Twisted traces of intertwiners for Kac-Moody algebras and classical dynamical r-matrices corresponding to generalized Belavin-Drinfeld triples

In early eighties, Belavin and Drinfeld showed that nonskewsymmetric classical r-matrices for simple Lie algebras are classified by combinatorial objects which are now called Belavin-Drinfeld triples. Later the second author of the present paper generalized this result to the case of dynamical r-matrices, and showed that they correspond to generalized Belavin-Drinfeld triples. The dynamical r-matrix corresponding a triple is given by a certain explicit formula, which works for any symmetrizable Kac-Moody algebra. In special cases, this formula gives the Felder and the Belavin r-matrix. In 1994, Felder associated with every dynamical r-matrix a system of differential equations called the KZB equations. In the case of the Felder and Belavin r-matrix, solutions of these equations are known to have a representation theoretical presentation, as conformal blocks (i.e. traces of products of intertwining operators between representations of Lie algebras). In this paper, we propose such a presentation for ANY dynamical r-matrix given by the second author's formula. In particular, the paper sheds light on the Belavin-Drinfeld classical r-matrices of 1984. This paper begins a series of papers.
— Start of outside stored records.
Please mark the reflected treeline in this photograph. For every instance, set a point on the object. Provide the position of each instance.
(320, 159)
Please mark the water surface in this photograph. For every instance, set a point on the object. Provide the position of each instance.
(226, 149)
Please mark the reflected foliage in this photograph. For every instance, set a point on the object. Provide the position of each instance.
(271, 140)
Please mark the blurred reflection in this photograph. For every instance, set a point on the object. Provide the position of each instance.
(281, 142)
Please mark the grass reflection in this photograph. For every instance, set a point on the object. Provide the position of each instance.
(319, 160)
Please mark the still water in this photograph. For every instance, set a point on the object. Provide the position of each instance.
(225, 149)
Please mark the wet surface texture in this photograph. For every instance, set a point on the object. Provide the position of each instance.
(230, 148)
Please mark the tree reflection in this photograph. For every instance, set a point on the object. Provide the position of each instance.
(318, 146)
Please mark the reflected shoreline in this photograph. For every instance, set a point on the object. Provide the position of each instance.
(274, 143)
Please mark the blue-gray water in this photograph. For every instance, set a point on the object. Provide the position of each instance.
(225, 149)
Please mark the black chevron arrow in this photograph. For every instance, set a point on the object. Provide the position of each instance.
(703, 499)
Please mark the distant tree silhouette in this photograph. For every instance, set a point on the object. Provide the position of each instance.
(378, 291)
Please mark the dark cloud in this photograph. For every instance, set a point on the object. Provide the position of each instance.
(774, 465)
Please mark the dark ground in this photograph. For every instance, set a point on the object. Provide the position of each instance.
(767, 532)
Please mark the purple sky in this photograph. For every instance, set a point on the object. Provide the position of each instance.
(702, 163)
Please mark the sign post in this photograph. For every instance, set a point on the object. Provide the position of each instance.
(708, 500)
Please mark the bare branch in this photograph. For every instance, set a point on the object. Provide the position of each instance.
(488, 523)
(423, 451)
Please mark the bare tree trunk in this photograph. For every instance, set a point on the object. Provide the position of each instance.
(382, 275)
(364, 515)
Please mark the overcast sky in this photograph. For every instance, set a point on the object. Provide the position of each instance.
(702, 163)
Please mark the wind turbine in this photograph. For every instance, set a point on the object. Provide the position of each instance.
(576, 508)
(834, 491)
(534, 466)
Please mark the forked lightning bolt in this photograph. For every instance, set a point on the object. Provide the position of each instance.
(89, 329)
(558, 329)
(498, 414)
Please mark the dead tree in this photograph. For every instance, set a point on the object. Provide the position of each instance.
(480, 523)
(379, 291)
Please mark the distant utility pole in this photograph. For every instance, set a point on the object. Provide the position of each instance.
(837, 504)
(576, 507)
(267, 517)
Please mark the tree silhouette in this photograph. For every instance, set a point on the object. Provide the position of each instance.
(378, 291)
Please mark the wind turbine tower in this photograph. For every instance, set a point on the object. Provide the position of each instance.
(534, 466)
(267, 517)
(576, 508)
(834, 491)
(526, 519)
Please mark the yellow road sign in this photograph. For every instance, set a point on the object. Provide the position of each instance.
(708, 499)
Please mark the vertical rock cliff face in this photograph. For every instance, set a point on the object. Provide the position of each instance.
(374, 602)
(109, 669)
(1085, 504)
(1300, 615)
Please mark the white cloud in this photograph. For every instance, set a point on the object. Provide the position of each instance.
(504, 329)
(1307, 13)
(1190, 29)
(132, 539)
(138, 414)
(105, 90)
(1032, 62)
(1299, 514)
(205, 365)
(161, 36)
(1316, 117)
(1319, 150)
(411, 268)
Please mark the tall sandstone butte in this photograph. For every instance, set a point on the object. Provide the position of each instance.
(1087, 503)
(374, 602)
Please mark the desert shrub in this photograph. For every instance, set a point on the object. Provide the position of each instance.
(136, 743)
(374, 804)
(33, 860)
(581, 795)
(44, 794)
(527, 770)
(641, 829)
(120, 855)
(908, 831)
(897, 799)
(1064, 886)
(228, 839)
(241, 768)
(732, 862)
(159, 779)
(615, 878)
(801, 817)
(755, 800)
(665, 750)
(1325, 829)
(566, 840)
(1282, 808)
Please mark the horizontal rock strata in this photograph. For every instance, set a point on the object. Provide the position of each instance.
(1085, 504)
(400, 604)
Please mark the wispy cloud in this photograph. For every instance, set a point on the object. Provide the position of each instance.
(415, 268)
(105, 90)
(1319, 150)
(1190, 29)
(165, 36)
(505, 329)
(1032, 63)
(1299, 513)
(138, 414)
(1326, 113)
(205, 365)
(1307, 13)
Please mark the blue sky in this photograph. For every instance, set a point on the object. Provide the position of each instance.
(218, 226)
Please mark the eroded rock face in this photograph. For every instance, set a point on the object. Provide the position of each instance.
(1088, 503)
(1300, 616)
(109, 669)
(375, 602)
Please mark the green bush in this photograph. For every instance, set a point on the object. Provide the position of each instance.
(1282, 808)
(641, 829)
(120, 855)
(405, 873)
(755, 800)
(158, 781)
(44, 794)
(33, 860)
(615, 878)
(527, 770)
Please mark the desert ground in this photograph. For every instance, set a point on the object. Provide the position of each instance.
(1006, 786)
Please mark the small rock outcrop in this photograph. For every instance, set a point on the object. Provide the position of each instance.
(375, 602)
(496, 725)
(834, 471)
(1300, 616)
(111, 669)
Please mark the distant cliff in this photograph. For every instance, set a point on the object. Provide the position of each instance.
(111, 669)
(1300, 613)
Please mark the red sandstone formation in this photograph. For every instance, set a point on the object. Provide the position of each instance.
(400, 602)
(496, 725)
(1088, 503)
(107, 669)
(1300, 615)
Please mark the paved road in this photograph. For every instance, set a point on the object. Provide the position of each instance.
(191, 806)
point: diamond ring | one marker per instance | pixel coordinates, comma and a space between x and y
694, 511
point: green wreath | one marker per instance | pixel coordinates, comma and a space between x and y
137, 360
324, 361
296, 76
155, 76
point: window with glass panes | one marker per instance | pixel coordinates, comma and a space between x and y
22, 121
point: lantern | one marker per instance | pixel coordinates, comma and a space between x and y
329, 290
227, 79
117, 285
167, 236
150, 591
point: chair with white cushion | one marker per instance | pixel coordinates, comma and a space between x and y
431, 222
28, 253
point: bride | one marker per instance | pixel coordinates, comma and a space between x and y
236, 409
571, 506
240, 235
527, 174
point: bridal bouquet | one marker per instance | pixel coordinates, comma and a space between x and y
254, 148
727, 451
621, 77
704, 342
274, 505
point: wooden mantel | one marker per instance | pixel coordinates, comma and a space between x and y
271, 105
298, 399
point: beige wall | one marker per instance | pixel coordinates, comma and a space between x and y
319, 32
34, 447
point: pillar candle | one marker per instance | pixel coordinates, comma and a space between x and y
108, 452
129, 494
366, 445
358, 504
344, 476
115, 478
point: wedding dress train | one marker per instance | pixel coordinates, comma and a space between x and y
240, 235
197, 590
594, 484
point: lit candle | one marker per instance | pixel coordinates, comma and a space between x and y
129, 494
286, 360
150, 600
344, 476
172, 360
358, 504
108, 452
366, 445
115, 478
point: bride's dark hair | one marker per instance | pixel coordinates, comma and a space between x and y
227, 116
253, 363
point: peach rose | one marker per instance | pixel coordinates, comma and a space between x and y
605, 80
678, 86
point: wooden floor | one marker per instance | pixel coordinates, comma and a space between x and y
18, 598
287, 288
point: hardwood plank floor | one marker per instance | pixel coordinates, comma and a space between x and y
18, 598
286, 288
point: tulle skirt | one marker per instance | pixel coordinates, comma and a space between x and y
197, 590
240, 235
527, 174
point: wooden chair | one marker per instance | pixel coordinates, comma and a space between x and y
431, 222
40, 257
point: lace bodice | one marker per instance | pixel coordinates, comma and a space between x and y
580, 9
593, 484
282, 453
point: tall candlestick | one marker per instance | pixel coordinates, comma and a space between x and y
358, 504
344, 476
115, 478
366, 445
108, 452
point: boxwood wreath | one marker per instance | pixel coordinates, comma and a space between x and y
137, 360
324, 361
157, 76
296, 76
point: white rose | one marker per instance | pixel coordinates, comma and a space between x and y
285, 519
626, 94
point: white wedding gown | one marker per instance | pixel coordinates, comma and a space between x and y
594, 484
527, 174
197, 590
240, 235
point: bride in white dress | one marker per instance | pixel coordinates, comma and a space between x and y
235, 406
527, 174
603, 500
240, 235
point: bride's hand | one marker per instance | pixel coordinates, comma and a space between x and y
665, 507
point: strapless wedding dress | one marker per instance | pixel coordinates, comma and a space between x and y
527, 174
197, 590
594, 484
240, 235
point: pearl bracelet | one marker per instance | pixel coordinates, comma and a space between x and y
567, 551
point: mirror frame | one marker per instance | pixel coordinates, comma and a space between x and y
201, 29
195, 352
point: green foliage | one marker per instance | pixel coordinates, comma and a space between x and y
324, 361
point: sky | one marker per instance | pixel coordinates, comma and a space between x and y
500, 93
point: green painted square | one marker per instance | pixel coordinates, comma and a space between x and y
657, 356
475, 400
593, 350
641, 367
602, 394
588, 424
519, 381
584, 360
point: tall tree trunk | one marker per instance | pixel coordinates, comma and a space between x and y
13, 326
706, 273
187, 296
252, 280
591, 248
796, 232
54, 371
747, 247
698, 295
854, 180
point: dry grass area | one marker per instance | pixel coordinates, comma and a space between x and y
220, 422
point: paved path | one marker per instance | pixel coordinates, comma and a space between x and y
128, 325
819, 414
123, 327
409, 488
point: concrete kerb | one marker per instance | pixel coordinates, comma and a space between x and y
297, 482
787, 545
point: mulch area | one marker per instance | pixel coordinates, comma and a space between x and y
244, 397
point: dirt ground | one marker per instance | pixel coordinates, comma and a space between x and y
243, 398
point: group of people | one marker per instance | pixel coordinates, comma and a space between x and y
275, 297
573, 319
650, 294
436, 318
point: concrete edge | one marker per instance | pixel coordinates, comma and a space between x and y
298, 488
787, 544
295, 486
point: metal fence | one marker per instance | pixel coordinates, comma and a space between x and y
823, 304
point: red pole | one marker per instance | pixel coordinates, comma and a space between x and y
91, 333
In the next paper, joint with T.Schedler, we will give an explicit quantization of the dynamical r-matrices for simple Lie algebras (in particular, Belavin-Drinfeld r-matrices), which has been an open problem for a number of years. In another paper, we plan to generalize the results of the present paper to quantum groups. This should yield quantum KZB equations which involve quantum R-matrices obtained by quantizing the classical r-matrices that appear in this paper.